Aer Lingus today announced its preliminary results for the year ended 31st December 2014. The airline achieved an operating profit performance of €72.0 million, up 17.8% from €61.1 million in the previous year. Total revenue for 2014 was up 9.2% to €1,556.9 million compared to €1,425.1 million in 2013.
During 2014 Aer Lingus’s total network passengers surpassed 11 million for the first time in its history. Average fare revenue per seat was €98.93, up 9.4%.
Long-haul performance was particularly strong with revenue up 28.4% to €490.0 million, passenger numbers up 20.6% and load factor up 0.6 points to 83.7%.
Short-haul performance was resilient in a highly competitive environment with average fare per seat up 2.5% to €69.60 on steady load factors. Short-haul revenue in 2014 was €791.0 million compared to €789.0 million in the previous year.
A number of important strategic initiatives were achieved during 2014 including the successful transatlantic expansion with additional capacity of 23.8% deployed; the move from Terminal 1 to Terminal 2 in London Heathrow resulting in an improved customer experience; and the resolution of legacy pension funding issues.
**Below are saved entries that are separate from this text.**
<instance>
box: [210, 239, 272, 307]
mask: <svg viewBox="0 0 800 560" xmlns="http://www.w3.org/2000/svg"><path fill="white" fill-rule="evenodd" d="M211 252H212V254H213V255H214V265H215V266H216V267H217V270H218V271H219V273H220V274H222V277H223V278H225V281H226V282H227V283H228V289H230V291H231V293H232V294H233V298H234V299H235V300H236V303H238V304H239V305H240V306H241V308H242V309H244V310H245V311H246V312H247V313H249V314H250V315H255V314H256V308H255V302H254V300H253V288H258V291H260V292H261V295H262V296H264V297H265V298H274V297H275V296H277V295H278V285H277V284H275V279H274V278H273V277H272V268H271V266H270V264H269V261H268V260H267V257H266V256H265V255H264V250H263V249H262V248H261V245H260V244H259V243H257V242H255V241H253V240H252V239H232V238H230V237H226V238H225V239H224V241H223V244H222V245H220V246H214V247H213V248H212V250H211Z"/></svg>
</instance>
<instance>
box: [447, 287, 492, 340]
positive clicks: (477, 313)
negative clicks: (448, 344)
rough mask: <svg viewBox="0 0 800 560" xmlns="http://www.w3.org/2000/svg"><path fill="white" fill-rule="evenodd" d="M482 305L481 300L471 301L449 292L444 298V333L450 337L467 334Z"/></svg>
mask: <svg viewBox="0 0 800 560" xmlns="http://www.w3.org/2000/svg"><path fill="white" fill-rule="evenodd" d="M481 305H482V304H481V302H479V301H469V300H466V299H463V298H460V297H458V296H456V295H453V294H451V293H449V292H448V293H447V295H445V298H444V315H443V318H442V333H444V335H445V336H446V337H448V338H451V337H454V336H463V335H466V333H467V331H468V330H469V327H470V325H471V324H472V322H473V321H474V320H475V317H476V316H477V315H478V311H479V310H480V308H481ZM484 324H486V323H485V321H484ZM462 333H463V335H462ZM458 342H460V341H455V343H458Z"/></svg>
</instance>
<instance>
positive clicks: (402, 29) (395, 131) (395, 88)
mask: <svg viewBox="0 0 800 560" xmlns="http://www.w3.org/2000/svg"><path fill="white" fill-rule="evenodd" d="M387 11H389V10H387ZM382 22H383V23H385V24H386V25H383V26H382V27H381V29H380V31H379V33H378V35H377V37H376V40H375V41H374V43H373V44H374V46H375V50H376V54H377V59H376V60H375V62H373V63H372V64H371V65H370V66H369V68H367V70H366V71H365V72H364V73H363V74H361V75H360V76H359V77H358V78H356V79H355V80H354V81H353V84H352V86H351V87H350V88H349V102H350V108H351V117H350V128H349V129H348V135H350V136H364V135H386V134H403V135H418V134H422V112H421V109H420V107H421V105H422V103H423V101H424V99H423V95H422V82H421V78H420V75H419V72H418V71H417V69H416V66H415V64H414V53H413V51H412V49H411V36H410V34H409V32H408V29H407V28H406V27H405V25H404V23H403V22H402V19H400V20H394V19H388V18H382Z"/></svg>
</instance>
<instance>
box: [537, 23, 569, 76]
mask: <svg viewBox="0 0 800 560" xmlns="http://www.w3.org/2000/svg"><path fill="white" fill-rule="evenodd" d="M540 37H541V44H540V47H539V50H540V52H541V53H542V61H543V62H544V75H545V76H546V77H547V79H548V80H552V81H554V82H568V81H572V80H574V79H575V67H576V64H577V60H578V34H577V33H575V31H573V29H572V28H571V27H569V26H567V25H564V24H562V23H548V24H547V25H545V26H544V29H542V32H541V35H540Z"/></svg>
The balance sheet was again strong at the year-end with a 29.9% increase in net cash to €545.3 million.
Given Aer Lingus’s improved operating performance in 2014, the Board is proposing to pay an increased dividend of 5 cent per share for 2014, up from 4 cent for the year 2013.
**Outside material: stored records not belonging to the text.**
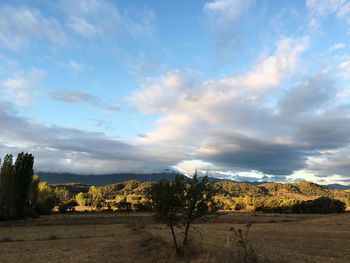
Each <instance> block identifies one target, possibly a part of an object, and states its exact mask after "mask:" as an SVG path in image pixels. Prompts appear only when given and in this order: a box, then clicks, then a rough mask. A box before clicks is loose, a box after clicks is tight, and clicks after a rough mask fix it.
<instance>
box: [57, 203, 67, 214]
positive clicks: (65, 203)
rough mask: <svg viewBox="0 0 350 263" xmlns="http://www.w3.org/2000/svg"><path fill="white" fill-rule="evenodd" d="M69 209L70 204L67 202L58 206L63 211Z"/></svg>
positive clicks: (63, 212) (61, 203) (61, 210)
mask: <svg viewBox="0 0 350 263" xmlns="http://www.w3.org/2000/svg"><path fill="white" fill-rule="evenodd" d="M67 209H68V205H67V204H66V203H61V204H60V205H59V206H58V210H59V211H60V212H61V213H64V212H66V211H67Z"/></svg>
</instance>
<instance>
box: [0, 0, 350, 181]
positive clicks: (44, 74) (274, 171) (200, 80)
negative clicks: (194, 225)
mask: <svg viewBox="0 0 350 263" xmlns="http://www.w3.org/2000/svg"><path fill="white" fill-rule="evenodd" d="M349 40H350V1H349V0H306V1H303V0H295V1H289V0H269V1H268V0H259V1H258V0H206V1H205V0H198V1H187V0H178V1H162V0H150V1H137V0H128V1H126V0H124V1H122V0H120V1H117V0H74V1H71V0H58V1H44V0H31V1H24V0H22V1H20V0H11V1H10V0H8V1H7V0H3V1H1V2H0V157H1V158H2V159H3V157H4V156H5V155H6V154H7V153H11V154H13V155H17V153H19V152H22V151H24V152H30V153H32V154H33V155H34V156H35V170H36V171H47V172H70V173H80V174H106V173H123V172H137V173H140V172H141V173H148V172H161V171H164V170H166V169H172V170H176V171H180V172H183V173H185V174H189V175H191V174H193V172H194V171H195V170H196V169H197V170H198V172H203V173H206V172H208V174H209V175H211V176H215V177H219V178H229V179H234V180H239V181H274V182H294V181H301V180H311V181H314V182H318V183H343V184H350V132H349V131H350V41H349Z"/></svg>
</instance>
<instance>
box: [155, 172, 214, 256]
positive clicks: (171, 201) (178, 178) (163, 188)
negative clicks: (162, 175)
mask: <svg viewBox="0 0 350 263" xmlns="http://www.w3.org/2000/svg"><path fill="white" fill-rule="evenodd" d="M216 192H217V191H216V189H215V188H214V186H213V184H211V183H208V177H207V176H205V177H203V178H202V180H201V181H199V180H198V178H197V173H195V174H194V176H193V178H191V179H185V177H184V176H183V175H177V176H176V177H175V179H174V181H173V182H168V181H166V180H161V181H160V182H158V183H156V184H153V185H152V186H151V188H150V189H149V192H148V197H149V199H150V201H151V202H152V205H153V209H154V211H155V212H156V217H155V218H156V220H158V221H159V222H162V223H164V224H166V225H167V226H168V227H169V228H170V230H171V234H172V237H173V241H174V246H175V248H176V251H177V253H180V252H181V248H185V247H186V245H187V240H188V233H189V230H190V226H191V224H192V223H193V222H195V221H196V220H197V219H199V218H203V217H204V216H206V215H208V214H209V213H212V212H215V211H216V205H215V201H214V196H215V194H216ZM176 226H184V227H185V233H184V236H183V241H182V246H179V244H178V242H177V239H176V234H175V230H174V227H176Z"/></svg>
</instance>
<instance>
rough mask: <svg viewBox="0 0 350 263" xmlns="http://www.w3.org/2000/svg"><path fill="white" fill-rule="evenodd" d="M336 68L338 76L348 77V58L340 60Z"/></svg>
mask: <svg viewBox="0 0 350 263" xmlns="http://www.w3.org/2000/svg"><path fill="white" fill-rule="evenodd" d="M338 69H339V73H338V76H340V77H342V78H344V79H350V60H345V61H343V62H341V63H340V64H339V66H338Z"/></svg>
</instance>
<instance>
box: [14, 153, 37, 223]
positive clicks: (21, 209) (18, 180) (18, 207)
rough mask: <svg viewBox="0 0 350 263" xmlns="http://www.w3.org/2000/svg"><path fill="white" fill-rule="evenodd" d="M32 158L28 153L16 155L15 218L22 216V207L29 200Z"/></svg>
mask: <svg viewBox="0 0 350 263" xmlns="http://www.w3.org/2000/svg"><path fill="white" fill-rule="evenodd" d="M33 165H34V157H33V155H31V154H28V153H23V152H22V153H20V154H18V156H17V158H16V161H15V164H14V176H15V178H14V181H15V187H14V192H15V217H16V218H22V217H23V216H24V207H25V205H26V204H27V202H28V200H29V191H30V185H31V183H32V180H33Z"/></svg>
Christoph Mueller, Chief Executive, said:“The year 2014 proved the strength of our ‘value carrier’ business model across both our short- and long-haul businesses. We profitably expanded our long-haul network utilising our cost advantage and favourable geographic position and helped establish Dublin as the seventh largest European hub for transatlantic connections. Our short-haul business continued to demonstrate its resilience despite a highly competitive market. Commercial initiatives, in addition to cost control, led to the highest operating profit since the financial crisis and 17.8% above last year.
“The focus on our business is unabated and in the coming months we will invest in our customer proposition and distribution model in addition to reducing costs. Now that the complex IASS pension funding issues have been addressed, we are re-launching our CORE programme, starting with the introduction of a new voluntary severance scheme at the beginning of this year.
“I am delighted to hand the reins to Stephen Kavanagh at the end of this week. I know that the entire Aer Lingus team has a lot of work planned for 2015 and I am confident that they will drive further improvements in profitability, customer satisfaction and employee engagement.”
Aer Lingus Chairman Colm Barrington reiterated the Board’s support for the IAG offer: “Our performance in 2014 was strong, with significant growth in long-haul and resilient short-haul operations. To enhance these excellent results and to accelerate Aer Lingus’s growth, it is the Board’s strong belief that the company should now take the opportunity to combine with IAG. In this combination Aer Lingus will operate as a separate business while gaining access to IAG’s extensive network and benefiting from its scale. These significantly positive benefits will de-risk Aer Lingus’s future, strengthen its operations and enhance the future success of the company.”